The Prisma building was demolished in 2021. In the process, 22% of the materials released were put to a new use (e.g., 1,600 m2 of ceiling components). Parts that could not be re-used were recycled. The majority (77%) of the materials were recycled, including nearly two million kilograms (4.4 million pounds) of metal and more than seven million kilograms (15.4 million pounds) of concrete. To make this possible, the project was carried out in two phases. The work during the first phase consisted primarily of dismantling, so that as much material as possible could be re-used. The heavy, load-bearing construction was not addressed until the second phase. We will be expanding this construction method in the coming years, and it will become a pillar of our new strategy for buildings and land.

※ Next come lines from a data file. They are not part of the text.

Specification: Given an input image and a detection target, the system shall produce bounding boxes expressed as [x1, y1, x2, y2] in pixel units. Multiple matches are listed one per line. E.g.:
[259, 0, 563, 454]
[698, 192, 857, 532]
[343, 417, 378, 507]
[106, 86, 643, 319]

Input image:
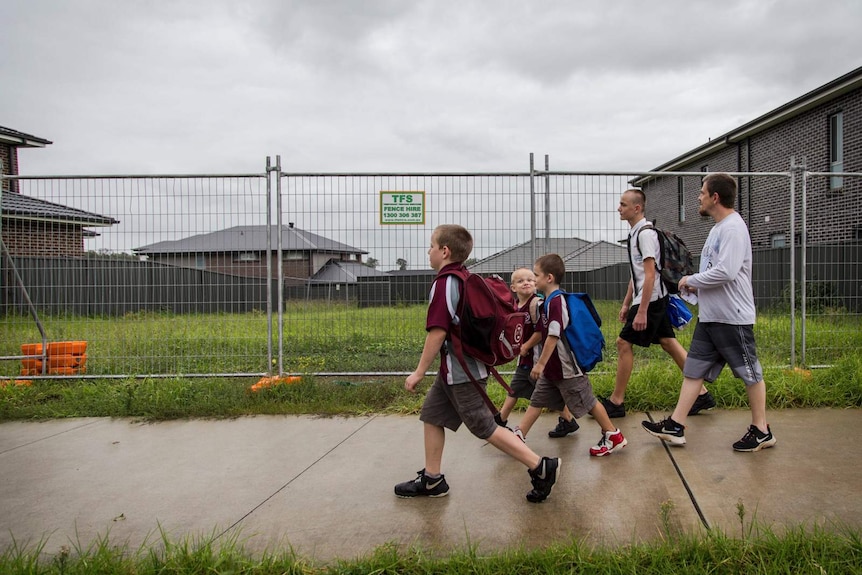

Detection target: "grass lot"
[0, 302, 862, 575]
[0, 302, 862, 421]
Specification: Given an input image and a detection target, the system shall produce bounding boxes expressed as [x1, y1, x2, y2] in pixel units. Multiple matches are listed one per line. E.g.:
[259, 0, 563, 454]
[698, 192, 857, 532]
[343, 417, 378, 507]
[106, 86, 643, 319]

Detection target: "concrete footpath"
[0, 409, 862, 561]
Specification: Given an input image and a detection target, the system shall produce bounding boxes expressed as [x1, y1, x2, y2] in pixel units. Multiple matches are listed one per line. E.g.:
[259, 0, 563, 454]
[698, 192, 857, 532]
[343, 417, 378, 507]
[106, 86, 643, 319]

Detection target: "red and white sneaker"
[590, 429, 628, 457]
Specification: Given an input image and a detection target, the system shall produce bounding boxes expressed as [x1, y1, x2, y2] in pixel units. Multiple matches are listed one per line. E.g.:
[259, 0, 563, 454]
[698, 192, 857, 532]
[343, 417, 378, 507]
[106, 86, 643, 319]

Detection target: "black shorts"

Two examples of projects on campus from 2021 in which sustainability played a role were the renovation of the Library and the relocation into Meerkoldreef. When the flooring in the library was renovated, carpet was used with minor defects that would otherwise have been discarded. Existing furnishings were used whenever possible. The latter also applies to the new Meerkoldreef education building. Some of the furnishings could be re-used to make this location suitable for teaching. For example, classroom desks from other education buildings were made appropriate for this location.